Friday, August 16, 2002

aplomb

\uh-PLOM\ , noun;
1.
Assurance of manner or of action; self-possession; confidence; coolness.
Quotes:
Then, unexpectedly, she picked up a microphone and began to sing. She sang several songs, handling herself with the aplomb of a professional entertainer.
-- "Rediscovering Japanese Life at a Bike's Pace", New York Times, April 24, 1988
In the jostling hubbub of Tim Hammack's kitchen at the Bay Area Rescue Mission, a homeless shelter in an eddy of urban need, it is about taking life as it comes. It means embracing the unexpected arrival of 200 flats of donated organic strawberries, say, or 600 pounds of bologna with equal culinary aplomb.

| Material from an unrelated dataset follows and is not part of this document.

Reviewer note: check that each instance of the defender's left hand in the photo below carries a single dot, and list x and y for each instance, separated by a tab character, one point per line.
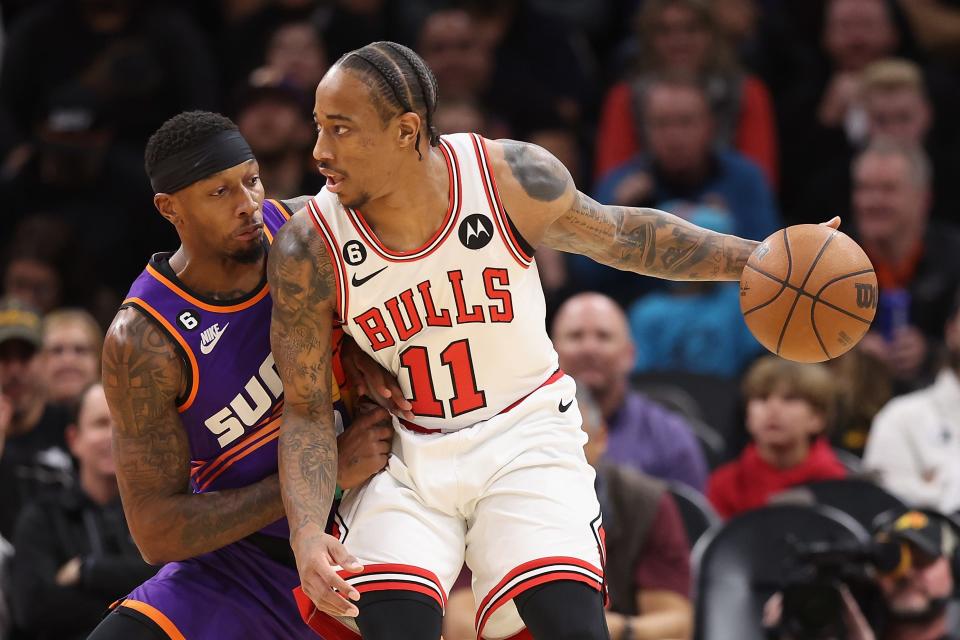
367	377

-- Patricia Leigh Brown, "Finding Purpose in Serving the Needy, Not Just Haute Cuisine", New York Times, June 13, 2009
His initial broadcasting success was due at least as much to his considerable professional aplomb as it was to his father's broadcasting connections.
-- John A. Jackson, American Bandstand: Dick Clark and the Making of a Rock 'n' Roll Empire
Origin:
Aplomb is from the French word meaning "perpendicularity, equilibrium, steadiness, assurance," from the Old French phrase a plomb, from a, "according to" (from Latin ad) + plomb, "lead weight" (from Latin plumbum, "lead").